Will a Philippine TV network refuse a 30-second spot of a valued advertiser? Three US networks did that on Sunday, rejecting on a difference of opinion a Trump ad on the caravan of asylum-seekers walking to the US-Mexico border.

From the very start, CNN refused to air the ad after finding to be racist Trump’s warning that the motley crowd from Central America, now in Mexico after crossing three countries, was an invasion by trouble-makers mixed with terrorists bent on entering the US illegally.

Initially, NBC ran the political ad over the weekend but later pulled it on the ground that it did not meet its advertising standards. The ad had run on Facebook and was taken out after criticism welled that it was racist and misleading.

Even Fox News, which has been generally kind to Trump and Republicans, refused to run it on Fox News Channel and Fox Business Network.

Trump has exploited immigration as a sensitive campaign issue after it was found that a sizeable sector is afraid of illegal aliens’ taking away jobs or having criminal tendencies or lolling as unproductive wards of the state.

Playing to that worried lot, Trump dramatized his building a 2,000-mile-long wall on the Mexico border, imposing stiff tariff on foreign-made products that used to be or should be made in the US, and threatening to end automatic citizenship for aliens’ children born in the US.

The migrants began walking from Honduras on Oct. 13 in search, they said, of a better life and, in some cases, to escape the brutality of narcotics gangs. Trump magnified their trek as an invasion and on that basis sent combat troops to the border.

The President applied his theory that fear is a forceful motivation as he mixed repetitive disinformation and racist remarks in his tweets and campaign narrative. Voters who believed his representation of the caravan may have been influenced when they voted Tuesday.

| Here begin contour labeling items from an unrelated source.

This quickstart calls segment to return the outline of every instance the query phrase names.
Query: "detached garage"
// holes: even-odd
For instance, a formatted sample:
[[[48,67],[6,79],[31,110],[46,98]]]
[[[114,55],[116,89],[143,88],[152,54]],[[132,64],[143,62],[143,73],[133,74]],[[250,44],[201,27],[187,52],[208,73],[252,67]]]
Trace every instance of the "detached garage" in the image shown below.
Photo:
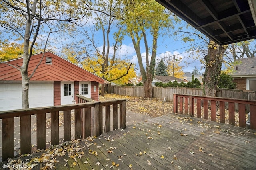
[[[30,107],[54,106],[53,84],[30,84]],[[0,111],[22,108],[22,90],[21,83],[0,83]]]
[[[101,78],[50,51],[32,56],[29,75],[42,60],[30,80],[30,108],[72,104],[80,94],[99,100],[99,84],[107,83]],[[22,58],[6,62],[22,65]],[[20,71],[0,63],[0,111],[22,109]]]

But major TV networks NBC, CNN and Fox News, plus Facebook, noticed the dubious content and ill intent of Trump’s campaign ad on the caravan – and promptly dropped it.

As of yesterday, the asylum-seekers were resting in several sites in Mexico still many days away from the US border. The mid-term election is over, but the caravan’s having figured in the debasing campaign has valuable lessons for students of politics and propaganda.